OKI、自動運転車の高速道路への合流をシミュレーション 安全走行に向け効果測定が可能に
2019/9/9(月)
沖電気工業株式会社(以下OKI)は、路側センサーや路車間通信装置といった道路インフラシステムの設置条件の検討および運用効果測定のためのシミュレーション技術を開発した。
自動運転車の安全走行実現への取り組みが進展している一方で、円滑な走行の実現は大きな課題だ。自動運転車は車載の自律系センサー※により周囲の安全を認知・判断しており、特に、建造物などに遮られた合流地点では、自動運転車が本線側を走行する車両(以下、本線車両)の位置や速度などを把握できず、合流のタイミング調整が困難となる。円滑な合流を実現するためには、本線車両の情報を提供する新たな支援システムとして道路インフラシステムの適用検討が必要で、その際の設置条件の検討、効果測定および運用の検証が課題となっていた。
そこでOKIがこの点に着目して開発した本技術により、道路インフラシステムを導入した合流地点における車両走行の安定化を検証し、導入効果を事前に確認することができる。
さらに、自動運転車や一般車の車両制御モデル、各種道路の速度制限、路車間通信の路側機設置条件や路側センサーの設置条件など様々な条件に応じて、設置環境に最適な設備の構築を検証することが可能となる。これにより道路インフラシステムの検証・構築をサポートする。
また、OKIは内閣府の総合科学技術・イノベーション会議が推進する「戦略的イノベーション創造プログラム(SIP)第1期/自動走行システム」の一環として本シミュレーション技術を用いて、実環境で想定される周辺車両による電波の遮蔽やマルチパスなど電波関係の影響を考慮して、車両挙動の安定化や交通流の円滑化を支援する通信のメッセージセットやプロトコルを検討し、その効果を評価した。

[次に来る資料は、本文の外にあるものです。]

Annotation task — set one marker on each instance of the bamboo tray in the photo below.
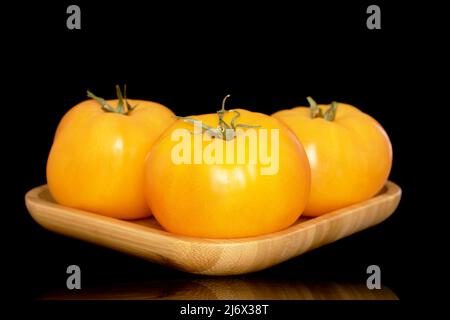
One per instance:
(146, 239)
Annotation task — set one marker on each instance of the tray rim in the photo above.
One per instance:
(32, 197)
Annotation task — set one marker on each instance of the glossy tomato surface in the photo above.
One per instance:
(350, 156)
(228, 198)
(96, 162)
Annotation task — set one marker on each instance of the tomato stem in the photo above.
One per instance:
(223, 130)
(123, 106)
(316, 112)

加えて、高速道路の合流のモデルケースにおいて車両の挙動の安定化検証をさらに拡張し、路側センサー、路車間通信装置の設置条件の検討だけでなく、自動運転車の挙動の把握や合流地点の交通流の変化の推測などの、自動運転車の円滑な合流に対する効果も分析した。
※車両単独で周辺の障害物などを検知可能なレーダやカメラなどの車載センサーのこと。